Apocalyptica: Little, Big

I've been collecting and reading books on the coming collapse (aka the Long Emergency, end of Civilization, Transapocalypse, or XVI = The Tower).  Most of these are nonfiction and fairly obvious, but send a note if you want titles.  More surprising are fiction and occult titles that address the same issues. 

Little, Big, or The Fairies Parliament is a long fantasy novel by John Crowley published in 1981.  My feeling on reading it is along the lines of : Where have you been all my life?  It's amazing that I missed it, but wonderful because there's so much more to ready by this author.   Little, Big is a sort of family epic focused on an extended family that traffics with Faery.  It's located in a space similar to upstate New York and NYC and covers approximately the 20th Century.  The plot is slow and meditative, with much interior rumination by the characters, and conversations often full of pauses and omitted information. 

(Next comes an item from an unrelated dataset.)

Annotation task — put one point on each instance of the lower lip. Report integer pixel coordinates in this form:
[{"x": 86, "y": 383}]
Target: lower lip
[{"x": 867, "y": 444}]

The latter part of the action takes place in a nation that is falling apart, under the sway of an incompetent dictator, a lost medieval Emperor who presides over a collapsing economy, communication grid, and energy systems.  It has nothing to do with the Collapse we now face, but the specific details of life under the Lecturer Eigenblick are all too relevant, like the block of formerly-elegant New York townhouses converted to a small farm , with the facades and front rooms of the buildings encircling the crop rows, and goats housed in the former garden apartments.  A beautiful, transporting book.

Garden Update

This blog was meant to be all about bees and the garden and happy stuff like that, but that line of thought has been a bit derailed by the ongoing Disaster of Macondo and my growing sense that the collapse of civilization is no longer merely optional but is definitely on the menu.

The garden is doing fine, now that we've had some proper sun and heat.  We are eating lovely peas which I can hardly keep up with harvesting, the zucchinni are making their little namesakes, and some of the broccoli looks quite respectable.  Half the tomatoes have the curl-leaf thing going, which doesn't seem to kill them but does slow them down.  Something dreadful happened to a pile of compost I made last year and it ended up dry and not very broken down, and full of bugs.  I foolishly piled it on the bed anyway, and now the beans are tortured by ants which nibble on their leaves.  Or something.

This organic gardening is No Joke.  Children, don't fall asleep during compost class; you'll be needing that information.

The poppies and pea flower are looking especially fabulous in various shades of purple and red.  I am a fool for poppies and let them grow in the beds even where they fight with vegetables -- the rainbow chard is over shadowed by a crowd of poppies about the bloom -- apparently I prefer the poppies.